Así, se acercó a la curadora de la muestra y le preguntó cómo habían hecho para trasladar la obra desde Nueva York hasta Buenos Aires. ¿Era una obra entera o se trataba de un objeto desmontable? La curadora le explicó que se trataba de una especie de rompecabezas, que el escultor –Lynird Skynird, Tini Pitigrill o algo así– había agregado a su envío una serie de mapas o planos donde se explicaba la función y punto de encastre de cada parte, y que en la sala habían procedido a armarla con religiosa observancia de las instrucciones.
Dicho esto, la curadora se fue a hacer sociales a otra zona de la sala. Segundos después, un guardia de seguridad, de aquellos atentos a que en eventos como ése nadie se robe una pelela, un paraguas o una cucharita asegurada en millones, se acercó a mi amigo y le confió el secreto: la obra difería de la versión original. Tenía un cambio. El se había ocupado de hacerlo. “¿Ve, ahí arriba, la imagen de la Virgen? La vería mejor si estuviera subido sobre una escalera. Como la Asociación de Trabajadores del Estado está en huelga, fuimos nosotros, los guardias, los que tuvimos que armar la escultura. Y en el plano había un error. Esa Virgen metida en una especie de cavernita, le estaba dando la espalda al público. Es evidente que el escultor se equivocó. ¡Usted se imaginará que con la fe que le tenemos en la Argentina, la Virgen tiene que estar de frente a nosotros, bendiciéndonos!”
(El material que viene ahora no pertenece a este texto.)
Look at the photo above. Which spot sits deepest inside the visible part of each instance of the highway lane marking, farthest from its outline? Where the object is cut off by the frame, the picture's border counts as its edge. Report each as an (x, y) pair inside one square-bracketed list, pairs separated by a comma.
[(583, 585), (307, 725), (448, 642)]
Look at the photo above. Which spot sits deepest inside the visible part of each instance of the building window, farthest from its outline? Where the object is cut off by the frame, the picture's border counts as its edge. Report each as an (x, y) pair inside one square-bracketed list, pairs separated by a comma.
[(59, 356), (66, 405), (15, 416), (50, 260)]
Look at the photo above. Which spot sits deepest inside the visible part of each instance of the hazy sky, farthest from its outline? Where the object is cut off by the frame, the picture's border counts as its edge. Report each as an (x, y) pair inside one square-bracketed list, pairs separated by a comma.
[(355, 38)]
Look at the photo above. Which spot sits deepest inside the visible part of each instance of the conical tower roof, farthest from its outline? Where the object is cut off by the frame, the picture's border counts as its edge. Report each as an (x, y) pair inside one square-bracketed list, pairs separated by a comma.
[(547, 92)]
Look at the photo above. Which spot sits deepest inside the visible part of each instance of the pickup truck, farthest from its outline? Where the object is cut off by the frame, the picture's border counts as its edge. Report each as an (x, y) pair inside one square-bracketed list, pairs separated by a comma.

La verdadera performance no era, entonces, lo expuesto, sino la manipulación del guardia. Su afán por colocar las cosas “en el lugar que corresponden” no ejemplifica un sentido particular de la belleza, ni el respeto por la verdad, sino la sumisión de un alma al látigo de la ideología de sus mandatarios. El guardia ni siquiera pudo pensar que –en ese esquema– la disposición de la Virgen pudiera responder a un acto volitivo. Si hubiese tenido poder, habría intentado prohibir la muestra, acusando al expositor de borracho, soberbio, risible, anticatólico y recurrido incluso, como argumento probatorio, a los buenos oficios de algún Tribunal de lnquisición con sede en Toledo o Sevilla.
Como su poder era subrepticio, este improvisado comisario de la cultura corrigió lo hecho. Bastaba leer el plano, el texto enviado por el artista, para entender aquello que decía y aquello que no decía. Pero en almas oprimidas por la devoción al ideal del amo, se sale a actuar por lo que se cree que el amo espera, no sólo por lo que el amo pide. Así, sienten que se elevan del surco a una cierta categoría de nobleza.
En ocasiones, la vida –como en Jacob von Gunten, de Robert Walser– se convierte en una escuela de servidumbre. Quizás aquel guardia haya sido ascendido a encargado de sala.